Source-resolved, hybrid measurement-based inventory

The detected source data were then used to develop a measurement-based, hybrid top-down/bottom-up provincial inventory following the method of Johnson et al.20. Firstly, a provincial inventory for measured/measurable sources (those detected/detectable by Bridger’s GML) was derived from the survey data. Referring to the method of Johnson et al.20 and SI section S2, the inventory was computed using a stratified sampling approach that first parsed detections by facility type or well-bore fluid to produce separate emissions estimates for each stratum. A Monte Carlo algorithm perturbed successfully detected/quantified emissions at the pass-level according to the quantification error model for Bridger’s GML19 while also perturbing any “missed” detections (i.e., instances where a source at a specific location is detected during one or more flight passes but not in others, whether due to source intermittency or probabilistic detection) via a Bayesian analysis. This Bayesian analysis leveraged the continuous probability of detection function19 at the time of the miss and the prior knowledge that a source at this location had been detected. A mirror-match bootstrap analysis52,53, nested within the MC algorithm, scaled flight pass- and measurement day-averaged detected emissions to the province; fully considering sample size effects and the finite populations of each stratum.
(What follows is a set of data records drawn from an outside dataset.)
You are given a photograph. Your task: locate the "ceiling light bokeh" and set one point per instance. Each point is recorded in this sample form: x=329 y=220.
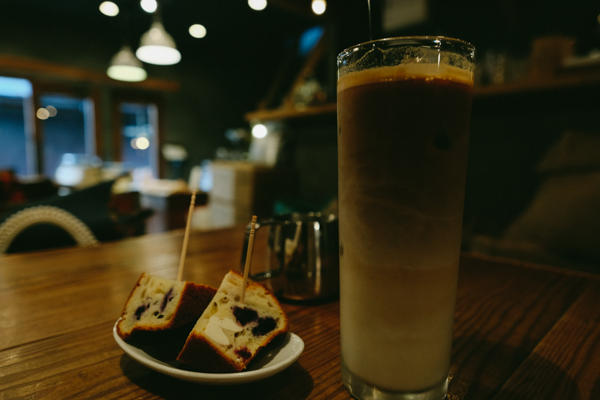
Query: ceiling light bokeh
x=259 y=131
x=158 y=47
x=109 y=8
x=149 y=5
x=124 y=66
x=318 y=6
x=257 y=5
x=198 y=31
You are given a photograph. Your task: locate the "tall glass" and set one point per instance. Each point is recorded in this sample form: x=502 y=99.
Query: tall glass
x=404 y=108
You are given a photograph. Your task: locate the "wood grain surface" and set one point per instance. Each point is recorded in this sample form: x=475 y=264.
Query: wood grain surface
x=522 y=331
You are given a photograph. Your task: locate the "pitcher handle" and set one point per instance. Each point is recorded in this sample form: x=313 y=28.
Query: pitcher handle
x=261 y=276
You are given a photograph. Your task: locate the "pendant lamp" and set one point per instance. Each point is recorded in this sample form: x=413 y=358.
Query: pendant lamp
x=157 y=46
x=125 y=67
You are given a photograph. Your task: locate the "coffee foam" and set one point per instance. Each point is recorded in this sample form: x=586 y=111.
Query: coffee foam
x=405 y=72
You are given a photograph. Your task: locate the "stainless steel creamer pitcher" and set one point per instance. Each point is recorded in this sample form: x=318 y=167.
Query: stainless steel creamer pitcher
x=301 y=259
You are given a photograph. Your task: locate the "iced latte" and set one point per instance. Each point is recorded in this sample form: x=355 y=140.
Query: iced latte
x=403 y=128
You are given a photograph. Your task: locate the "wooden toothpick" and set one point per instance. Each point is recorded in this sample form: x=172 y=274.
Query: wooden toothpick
x=248 y=257
x=186 y=236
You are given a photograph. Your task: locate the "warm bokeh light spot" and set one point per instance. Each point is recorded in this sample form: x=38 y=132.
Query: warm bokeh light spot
x=198 y=31
x=109 y=8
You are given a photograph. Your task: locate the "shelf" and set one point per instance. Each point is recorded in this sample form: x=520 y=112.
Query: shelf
x=570 y=80
x=291 y=112
x=564 y=80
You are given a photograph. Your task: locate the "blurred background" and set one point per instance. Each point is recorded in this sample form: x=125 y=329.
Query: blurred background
x=245 y=111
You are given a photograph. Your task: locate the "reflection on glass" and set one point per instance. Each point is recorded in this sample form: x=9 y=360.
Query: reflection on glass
x=16 y=149
x=138 y=136
x=70 y=130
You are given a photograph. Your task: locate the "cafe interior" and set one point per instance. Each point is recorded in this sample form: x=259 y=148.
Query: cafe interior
x=245 y=114
x=128 y=127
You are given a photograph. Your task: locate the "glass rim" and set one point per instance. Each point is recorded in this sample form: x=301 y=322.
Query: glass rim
x=438 y=41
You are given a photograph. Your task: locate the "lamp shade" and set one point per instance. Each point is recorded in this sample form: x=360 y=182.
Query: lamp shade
x=125 y=67
x=158 y=47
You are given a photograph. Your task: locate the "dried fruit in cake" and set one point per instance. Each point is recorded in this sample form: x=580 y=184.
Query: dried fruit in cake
x=159 y=304
x=229 y=333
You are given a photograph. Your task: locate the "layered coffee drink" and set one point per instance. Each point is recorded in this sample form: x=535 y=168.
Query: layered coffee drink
x=403 y=134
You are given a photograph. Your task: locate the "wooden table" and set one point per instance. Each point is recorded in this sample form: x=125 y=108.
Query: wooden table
x=522 y=331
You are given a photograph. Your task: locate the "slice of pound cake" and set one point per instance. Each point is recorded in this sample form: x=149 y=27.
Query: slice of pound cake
x=229 y=333
x=158 y=304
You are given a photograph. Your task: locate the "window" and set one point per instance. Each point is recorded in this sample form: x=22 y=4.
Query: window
x=138 y=136
x=67 y=126
x=16 y=150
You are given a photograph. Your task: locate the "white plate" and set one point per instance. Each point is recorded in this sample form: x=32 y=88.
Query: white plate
x=272 y=359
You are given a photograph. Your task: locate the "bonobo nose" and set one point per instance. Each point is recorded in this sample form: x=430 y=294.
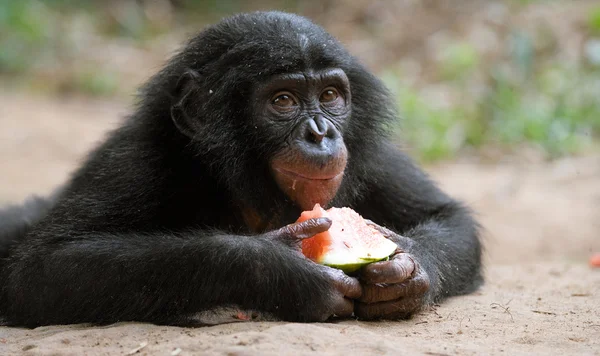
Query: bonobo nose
x=317 y=129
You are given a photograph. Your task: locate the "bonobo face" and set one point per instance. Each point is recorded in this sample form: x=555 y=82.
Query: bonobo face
x=304 y=114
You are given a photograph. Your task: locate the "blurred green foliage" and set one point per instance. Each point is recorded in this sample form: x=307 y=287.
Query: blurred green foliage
x=593 y=22
x=548 y=104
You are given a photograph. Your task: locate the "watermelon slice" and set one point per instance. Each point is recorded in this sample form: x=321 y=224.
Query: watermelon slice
x=349 y=243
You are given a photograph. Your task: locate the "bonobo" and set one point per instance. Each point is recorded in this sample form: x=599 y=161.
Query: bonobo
x=190 y=205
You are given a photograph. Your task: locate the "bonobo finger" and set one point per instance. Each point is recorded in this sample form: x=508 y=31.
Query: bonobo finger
x=292 y=234
x=306 y=229
x=349 y=286
x=343 y=308
x=397 y=270
x=396 y=309
x=383 y=230
x=414 y=287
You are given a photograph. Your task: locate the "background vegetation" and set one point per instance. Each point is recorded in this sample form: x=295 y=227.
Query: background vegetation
x=482 y=77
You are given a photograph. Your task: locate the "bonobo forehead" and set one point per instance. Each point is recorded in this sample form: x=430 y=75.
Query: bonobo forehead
x=308 y=79
x=267 y=43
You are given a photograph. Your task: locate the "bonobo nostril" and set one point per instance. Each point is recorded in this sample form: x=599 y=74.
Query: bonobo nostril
x=317 y=128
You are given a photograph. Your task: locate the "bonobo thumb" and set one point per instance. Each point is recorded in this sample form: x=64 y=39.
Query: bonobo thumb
x=292 y=234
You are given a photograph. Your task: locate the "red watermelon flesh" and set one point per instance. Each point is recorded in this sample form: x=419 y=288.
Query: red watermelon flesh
x=349 y=243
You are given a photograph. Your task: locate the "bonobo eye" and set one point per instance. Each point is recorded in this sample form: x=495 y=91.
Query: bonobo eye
x=329 y=95
x=283 y=100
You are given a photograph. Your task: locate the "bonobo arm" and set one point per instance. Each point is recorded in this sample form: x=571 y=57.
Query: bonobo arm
x=162 y=277
x=438 y=235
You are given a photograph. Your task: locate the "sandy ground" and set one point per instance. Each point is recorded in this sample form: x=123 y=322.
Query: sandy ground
x=542 y=223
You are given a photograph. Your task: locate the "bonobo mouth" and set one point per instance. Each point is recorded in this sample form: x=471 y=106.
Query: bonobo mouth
x=313 y=185
x=317 y=177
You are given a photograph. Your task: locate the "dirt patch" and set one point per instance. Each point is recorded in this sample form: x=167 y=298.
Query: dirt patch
x=541 y=222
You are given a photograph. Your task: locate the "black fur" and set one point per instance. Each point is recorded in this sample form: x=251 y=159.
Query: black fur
x=150 y=228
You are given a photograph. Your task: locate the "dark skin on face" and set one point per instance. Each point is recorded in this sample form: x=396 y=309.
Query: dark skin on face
x=310 y=169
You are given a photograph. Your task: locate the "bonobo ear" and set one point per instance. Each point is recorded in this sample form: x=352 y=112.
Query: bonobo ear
x=186 y=96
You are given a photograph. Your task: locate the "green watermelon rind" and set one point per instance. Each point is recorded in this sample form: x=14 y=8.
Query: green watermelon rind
x=353 y=263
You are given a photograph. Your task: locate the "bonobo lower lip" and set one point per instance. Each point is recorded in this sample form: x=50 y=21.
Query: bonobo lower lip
x=300 y=176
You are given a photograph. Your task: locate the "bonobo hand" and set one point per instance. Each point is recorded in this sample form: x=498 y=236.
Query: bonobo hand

This measured inventory was combined with a provincial inventory of unmeasured sources, derived through a separate MC simulation20. This supplemental analysis used the specific measurement conditions during the survey to simulate flights over facilities/wells with sources near or below the detection limit of Bridger’s GML from prior studies. These bottom-up source data included measured or estimated source rates for non-pneumatics from a 2017 ground survey in Alberta by Clearstone Engineering34, pneumatic counts from the same survey34, and pneumatic emission factors from the Alberta Energy Regulator56, and are the same data that underpin current official inventory estimates. A key distinction of this hybrid, top-down/bottom-up, measurement-based protocol is that bottom-up data only contribute to the final inventory as sources that would not have been seen in any measurement pass. As such, more than three-quarters of methane in the present inventory is directly measured. As further detailed by Johnson et al.20, this procedure ultimately provides stratum-specific emission factors that are applied to the population of sites in the province to yield the unmeasured portion of the total provincial inventory parsed by pneumatic instruments, pneumatic pumps, and non-pneumatics.

Region-level aerial survey

Mass-balance measurements to estimate total emissions from the nine regions shown in Fig. 1 were completed by Scientific Aviation under the direction of EDF during September 29 to November 6, 2021. This simultaneous survey (bounded by the measurement dates of the source-resolved survey) was implemented to provide a secondary estimate of the provincial inventory using an alternative method. Briefly, referring to additional detail in the literature21, light aircraft-mounted instrumentation tracks local methane concentration and wind speed/direction during flight laps surrounding a geographical region of interest. These data provide a local flux of methane out of the measurement region, which, via Gauss’ divergence theorem, is used to estimate methane emissions within the measurement region. Given the regional nature of this measurement, detected methane flux is a function of sources and sinks across numerous potential sectors. Detected methane flux was ultimately apportioned to upstream oil and gas activity by correcting for non-oil and gas anthropogenic and wetland methane emissions using openly available data29,57. This procedure and an associated uncertainty analysis is detailed in SI Section S5.1. Computed emission rates for the nine regions were scaled to estimate a provincial inventory as detailed in SI Section S5.3 and presented above alongside results of the source-resolved inventory.